EEG-TMS paradigms have moved from fixed open-loop to adaptive closed-loop systems, using real-time EEG feedback to dynamically adjust rTMS parameters. For instance, a novel TMS-EEG paradigm applying iTBS to the right posterior superior temporal sulcus has been used to develop a putative ASD marker involving face recognition [55]. These approaches enable personalized, state-dependent brain modulation, especially with the help of artificial intelligence and machine learning, to optimize the protocols [56], aiming for precision and enhanced efficacy compared to the conventional methods [57,58].
5. Study Limitations and Future Directions
We acknowledge that the very small sample size limits the generalizability of our findings. By the same token, we were unable to reach statistical significance. While our study was based on a waitlist-controlled crossover design, it lacked a fully sham-controlled group. EEG was not acquired immediately before and after the sham block in the Waitlist/Active arm; therefore, sham carryover (if any) on acute gamma responsiveness at the first active session cannot be separated from baseline heterogeneity or nonspecific time/visit effects. Our study was also limited by the short duration of the experiment.

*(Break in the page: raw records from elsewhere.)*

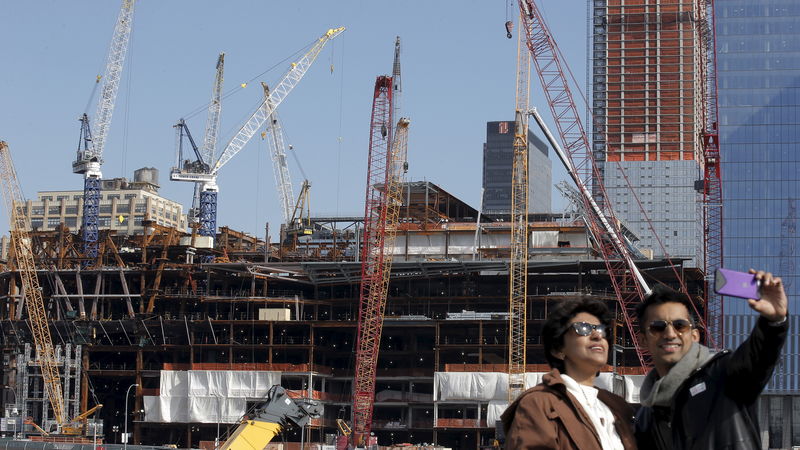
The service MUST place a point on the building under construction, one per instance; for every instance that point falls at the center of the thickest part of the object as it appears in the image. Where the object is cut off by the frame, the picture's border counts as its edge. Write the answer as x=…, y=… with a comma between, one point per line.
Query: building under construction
x=202, y=341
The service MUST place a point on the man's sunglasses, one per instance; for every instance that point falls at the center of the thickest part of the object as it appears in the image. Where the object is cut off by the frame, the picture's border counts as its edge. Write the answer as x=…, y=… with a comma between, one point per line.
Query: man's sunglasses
x=585, y=329
x=659, y=326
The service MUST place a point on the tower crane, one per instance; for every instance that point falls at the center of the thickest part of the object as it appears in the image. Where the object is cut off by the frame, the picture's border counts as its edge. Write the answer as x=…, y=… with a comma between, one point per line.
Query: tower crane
x=208, y=179
x=386, y=166
x=91, y=144
x=34, y=301
x=628, y=284
x=712, y=175
x=280, y=168
x=382, y=211
x=518, y=272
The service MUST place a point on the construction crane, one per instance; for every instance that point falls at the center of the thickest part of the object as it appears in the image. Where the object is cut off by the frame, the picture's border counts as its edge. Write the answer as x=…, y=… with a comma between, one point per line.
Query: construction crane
x=208, y=180
x=712, y=175
x=91, y=144
x=518, y=272
x=212, y=131
x=387, y=165
x=628, y=285
x=280, y=168
x=32, y=295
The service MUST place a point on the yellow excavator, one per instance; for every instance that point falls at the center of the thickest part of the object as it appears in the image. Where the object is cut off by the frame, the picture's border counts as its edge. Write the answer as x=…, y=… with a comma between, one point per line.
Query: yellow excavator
x=266, y=420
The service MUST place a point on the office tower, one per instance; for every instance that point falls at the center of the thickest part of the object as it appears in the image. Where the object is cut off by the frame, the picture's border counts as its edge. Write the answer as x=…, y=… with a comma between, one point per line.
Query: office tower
x=646, y=118
x=498, y=156
x=758, y=61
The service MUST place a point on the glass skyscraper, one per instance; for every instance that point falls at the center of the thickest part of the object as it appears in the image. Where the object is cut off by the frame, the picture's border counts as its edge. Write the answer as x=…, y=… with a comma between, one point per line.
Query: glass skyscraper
x=758, y=61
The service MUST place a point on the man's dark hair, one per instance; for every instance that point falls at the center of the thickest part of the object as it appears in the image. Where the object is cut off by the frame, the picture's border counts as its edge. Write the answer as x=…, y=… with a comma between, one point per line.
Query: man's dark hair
x=662, y=294
x=559, y=320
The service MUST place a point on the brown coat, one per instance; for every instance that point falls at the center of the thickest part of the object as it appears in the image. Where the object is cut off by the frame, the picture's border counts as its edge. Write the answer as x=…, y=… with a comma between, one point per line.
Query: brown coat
x=548, y=417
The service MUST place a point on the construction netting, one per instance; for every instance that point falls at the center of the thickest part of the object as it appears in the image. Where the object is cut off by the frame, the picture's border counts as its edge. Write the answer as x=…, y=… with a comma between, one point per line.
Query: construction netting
x=207, y=396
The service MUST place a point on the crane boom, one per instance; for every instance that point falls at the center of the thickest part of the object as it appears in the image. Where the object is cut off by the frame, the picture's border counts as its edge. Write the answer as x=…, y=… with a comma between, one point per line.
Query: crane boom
x=90, y=156
x=280, y=168
x=21, y=244
x=518, y=272
x=278, y=94
x=214, y=113
x=582, y=165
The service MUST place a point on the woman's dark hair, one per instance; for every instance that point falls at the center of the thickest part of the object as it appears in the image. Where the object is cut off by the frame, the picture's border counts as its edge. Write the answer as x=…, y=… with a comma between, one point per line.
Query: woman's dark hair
x=559, y=319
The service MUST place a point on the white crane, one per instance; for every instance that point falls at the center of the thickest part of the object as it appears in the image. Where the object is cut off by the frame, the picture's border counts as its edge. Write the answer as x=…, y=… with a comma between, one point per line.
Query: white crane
x=91, y=145
x=208, y=180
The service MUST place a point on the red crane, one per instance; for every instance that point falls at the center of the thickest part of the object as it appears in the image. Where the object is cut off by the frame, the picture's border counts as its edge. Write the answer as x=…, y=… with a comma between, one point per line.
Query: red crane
x=576, y=145
x=712, y=175
x=373, y=261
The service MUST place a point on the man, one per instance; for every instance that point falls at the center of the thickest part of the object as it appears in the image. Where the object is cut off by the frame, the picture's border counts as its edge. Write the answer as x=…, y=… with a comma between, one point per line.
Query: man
x=693, y=399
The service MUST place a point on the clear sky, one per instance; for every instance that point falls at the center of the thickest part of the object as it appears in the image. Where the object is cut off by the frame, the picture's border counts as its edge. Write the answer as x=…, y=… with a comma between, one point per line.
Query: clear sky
x=458, y=73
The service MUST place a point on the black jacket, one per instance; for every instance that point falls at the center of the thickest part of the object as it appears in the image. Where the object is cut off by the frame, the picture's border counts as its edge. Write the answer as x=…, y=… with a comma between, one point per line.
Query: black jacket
x=715, y=407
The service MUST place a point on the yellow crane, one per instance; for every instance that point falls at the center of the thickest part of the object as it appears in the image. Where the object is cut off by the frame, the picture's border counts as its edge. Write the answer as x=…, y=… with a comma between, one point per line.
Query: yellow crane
x=37, y=316
x=518, y=273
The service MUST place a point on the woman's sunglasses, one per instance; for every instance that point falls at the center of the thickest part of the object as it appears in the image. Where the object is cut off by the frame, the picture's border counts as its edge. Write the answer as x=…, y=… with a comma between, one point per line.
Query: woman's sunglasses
x=659, y=326
x=585, y=329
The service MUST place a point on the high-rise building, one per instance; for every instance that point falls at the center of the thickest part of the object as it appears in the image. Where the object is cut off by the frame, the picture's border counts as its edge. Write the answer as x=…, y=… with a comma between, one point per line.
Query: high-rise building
x=758, y=61
x=647, y=122
x=123, y=206
x=498, y=158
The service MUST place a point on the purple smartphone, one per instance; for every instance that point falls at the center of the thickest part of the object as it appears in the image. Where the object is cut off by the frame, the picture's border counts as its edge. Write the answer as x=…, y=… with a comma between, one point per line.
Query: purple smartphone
x=736, y=284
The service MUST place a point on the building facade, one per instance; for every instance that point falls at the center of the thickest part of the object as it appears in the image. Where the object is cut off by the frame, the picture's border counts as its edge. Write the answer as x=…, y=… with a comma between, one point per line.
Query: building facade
x=123, y=206
x=647, y=119
x=758, y=61
x=498, y=157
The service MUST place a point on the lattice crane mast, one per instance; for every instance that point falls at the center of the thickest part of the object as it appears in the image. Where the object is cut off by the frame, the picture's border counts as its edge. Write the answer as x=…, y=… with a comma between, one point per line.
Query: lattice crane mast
x=206, y=154
x=280, y=167
x=518, y=272
x=91, y=144
x=208, y=180
x=32, y=295
x=582, y=167
x=712, y=175
x=628, y=285
x=23, y=253
x=386, y=168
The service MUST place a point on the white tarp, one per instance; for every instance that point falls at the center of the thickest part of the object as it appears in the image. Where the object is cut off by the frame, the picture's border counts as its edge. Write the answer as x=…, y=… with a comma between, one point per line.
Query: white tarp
x=207, y=396
x=493, y=386
x=544, y=239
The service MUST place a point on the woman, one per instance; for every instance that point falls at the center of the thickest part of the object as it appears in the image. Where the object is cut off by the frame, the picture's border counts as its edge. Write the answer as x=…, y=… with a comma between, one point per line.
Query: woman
x=566, y=411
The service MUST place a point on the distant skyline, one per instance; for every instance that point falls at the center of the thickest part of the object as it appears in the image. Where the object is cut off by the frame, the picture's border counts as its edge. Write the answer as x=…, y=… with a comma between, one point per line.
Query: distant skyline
x=458, y=74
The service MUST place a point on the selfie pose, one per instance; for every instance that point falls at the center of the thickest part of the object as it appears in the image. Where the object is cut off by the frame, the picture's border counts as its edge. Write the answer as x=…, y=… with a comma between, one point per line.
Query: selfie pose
x=693, y=399
x=566, y=411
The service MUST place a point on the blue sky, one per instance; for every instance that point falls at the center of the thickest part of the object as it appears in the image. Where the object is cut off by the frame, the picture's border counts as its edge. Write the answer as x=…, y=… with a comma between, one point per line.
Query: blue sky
x=458, y=73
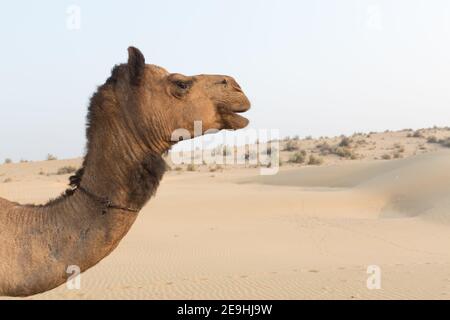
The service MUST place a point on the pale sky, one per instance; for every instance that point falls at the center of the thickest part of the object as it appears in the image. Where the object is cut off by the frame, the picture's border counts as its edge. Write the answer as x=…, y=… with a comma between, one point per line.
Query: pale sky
x=323, y=67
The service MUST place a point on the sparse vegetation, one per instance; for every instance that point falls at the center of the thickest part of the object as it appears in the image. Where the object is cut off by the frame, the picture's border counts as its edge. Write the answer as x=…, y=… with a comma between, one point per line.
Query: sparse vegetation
x=314, y=160
x=191, y=167
x=445, y=142
x=66, y=170
x=215, y=168
x=345, y=142
x=298, y=157
x=291, y=146
x=51, y=157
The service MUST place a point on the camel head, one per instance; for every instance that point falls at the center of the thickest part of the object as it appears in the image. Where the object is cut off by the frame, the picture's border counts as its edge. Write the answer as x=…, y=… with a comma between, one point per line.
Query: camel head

Additional studies recruiting a larger randomized cohort and longer follow-ups are necessary to confirm the neuro-modulatory effects of iTBS stimulation on the mirror neuron regions in ASD. Further confirmation and exploration of this topic may be facilitated by multi-modal biomarkers such as MR spectroscopy to assess neurotransmitter dynamics.
With continuous investigation of neurostimulation and the biological underpinnings of ASD, as well as further development of closed-loop intervention devices, we may be able to realize the progress needed for highly individualized treatment approaches for ASD patients.
6. Conclusions
While this exploratory pilot study did not reach statistical significance, the results suggest that iTBS targeting the mirror neuron regions in ASD may produce a transient enhancement of gamma oscillations, which attenuates with repeated exposure, consistent with adaptive neuroplastic mechanisms. These neurophysiological changes were accompanied by an improvement in social reciprocity, elucidating the feasibility of EEG- informed neuromodulation as a promising tool for tailoring individualized ASD interventions.